Eric is an industry veteran who cut his teeth working on the ‘Enhanced CD-ROM’ version of SimCity back in 1993. He’s currently a development director (fancy word for producer) at Obsidian Entertainment, working hard to bring The Outer Worlds to Nintendo Switch while also working on the recently announced sequel.

From the first roomful of rats we cleared in Baldur’s Gate: Dark Alliance, we had the implacable feeling that there was something special about this game. We didn’t have the smarts or vocabulary to define this when we first played it 20 years ago – all we knew was that it looked and felt incredible. Going back today, we can finally identify those minutiae that still make Dark Alliance and its sequel such a joy to play today.

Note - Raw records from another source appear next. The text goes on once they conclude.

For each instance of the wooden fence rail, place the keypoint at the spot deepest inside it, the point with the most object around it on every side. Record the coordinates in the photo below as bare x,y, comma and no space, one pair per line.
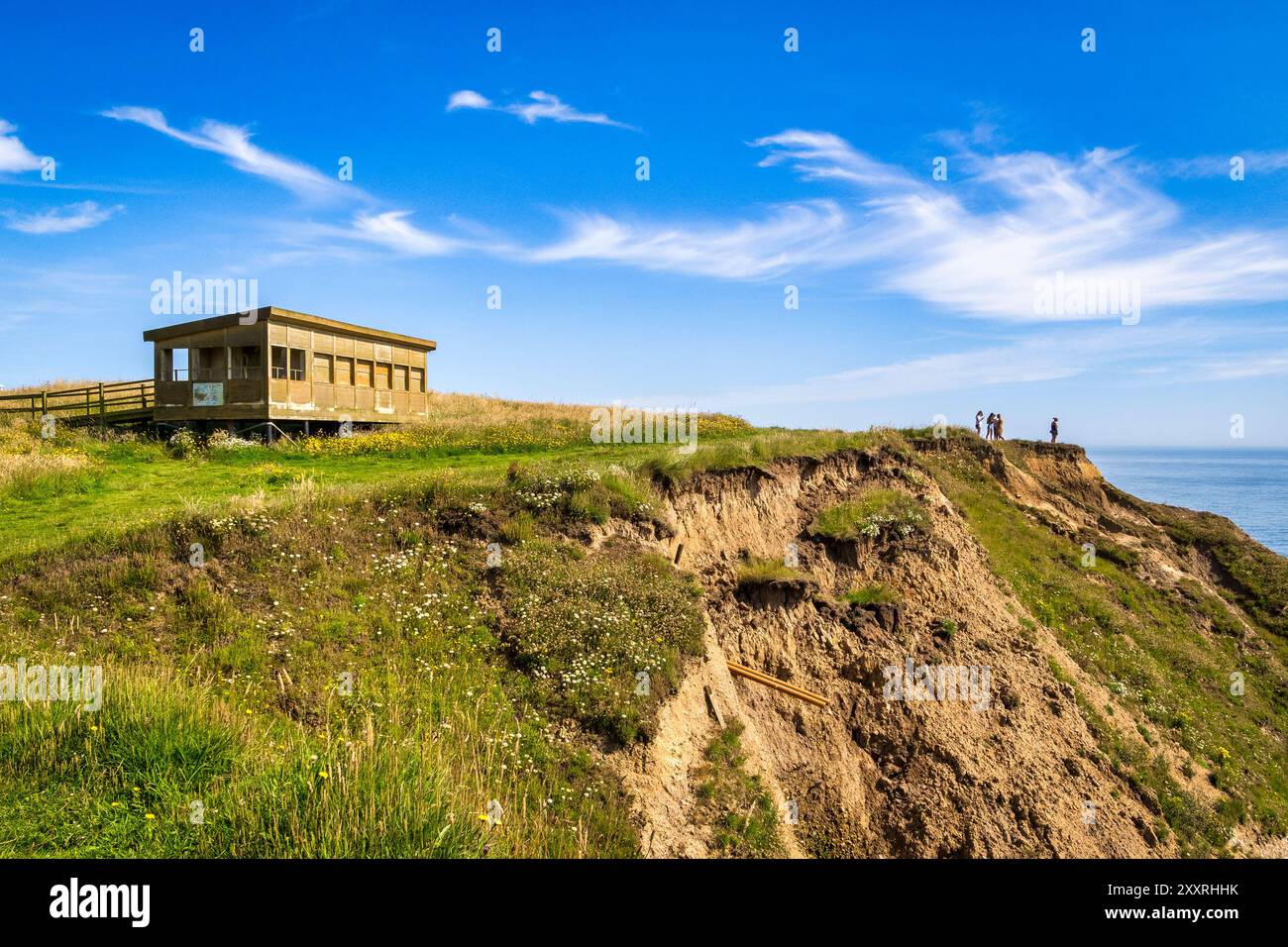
108,401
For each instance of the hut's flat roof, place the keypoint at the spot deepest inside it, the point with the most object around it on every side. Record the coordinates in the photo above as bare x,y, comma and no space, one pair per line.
271,313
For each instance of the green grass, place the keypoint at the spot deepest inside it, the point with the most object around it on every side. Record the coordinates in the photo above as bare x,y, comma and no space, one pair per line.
222,685
739,810
601,635
1153,650
876,514
872,594
140,482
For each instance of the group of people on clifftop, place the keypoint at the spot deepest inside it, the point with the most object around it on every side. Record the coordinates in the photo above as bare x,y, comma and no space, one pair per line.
995,427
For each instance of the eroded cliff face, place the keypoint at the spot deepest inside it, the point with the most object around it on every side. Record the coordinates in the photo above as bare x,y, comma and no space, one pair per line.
1004,767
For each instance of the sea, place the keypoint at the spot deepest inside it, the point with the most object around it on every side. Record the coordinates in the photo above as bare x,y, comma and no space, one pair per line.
1248,484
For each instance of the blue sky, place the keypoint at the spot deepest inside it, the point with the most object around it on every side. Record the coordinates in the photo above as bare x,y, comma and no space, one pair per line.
767,169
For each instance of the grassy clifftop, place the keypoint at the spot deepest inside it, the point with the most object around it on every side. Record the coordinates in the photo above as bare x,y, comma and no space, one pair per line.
415,643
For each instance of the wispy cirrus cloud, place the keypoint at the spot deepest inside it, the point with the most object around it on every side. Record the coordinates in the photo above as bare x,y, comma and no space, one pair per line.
1167,352
14,157
65,219
540,105
977,247
235,144
1220,165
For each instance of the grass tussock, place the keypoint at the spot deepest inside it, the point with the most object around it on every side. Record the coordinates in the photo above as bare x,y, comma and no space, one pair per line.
872,594
603,635
877,514
737,806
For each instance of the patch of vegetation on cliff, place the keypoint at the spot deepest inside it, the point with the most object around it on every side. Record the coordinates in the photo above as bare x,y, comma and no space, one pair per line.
1153,650
600,635
876,514
1250,577
330,681
739,810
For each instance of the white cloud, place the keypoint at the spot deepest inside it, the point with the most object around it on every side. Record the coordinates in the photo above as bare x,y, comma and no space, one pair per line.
541,105
13,154
235,145
1046,357
977,245
1219,165
791,235
394,231
65,219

It’s in the pots, crates and barrels, which use weighty physics to fall apart when you smash them. It’s in the way that zombie limbs and rat halves lie strewn around a room after a melee – perhaps with half a zombie still mindlessly crawling towards you to nibble at your ankles.

Weapons, armour and potions fly out from falling enemies like fireworks, and gold piles always look just right, which Snowblind Studios’ senior artist Jason Wiggin tells us is because each pile in fact contains the exact amount of coins that go into your character’s pocket. Whenever you cleared a room in Dark Alliance, the resulting mess always felt like an apt pay off for the whirlwind brawls of arrows and clashing steel and magic you’d just survived.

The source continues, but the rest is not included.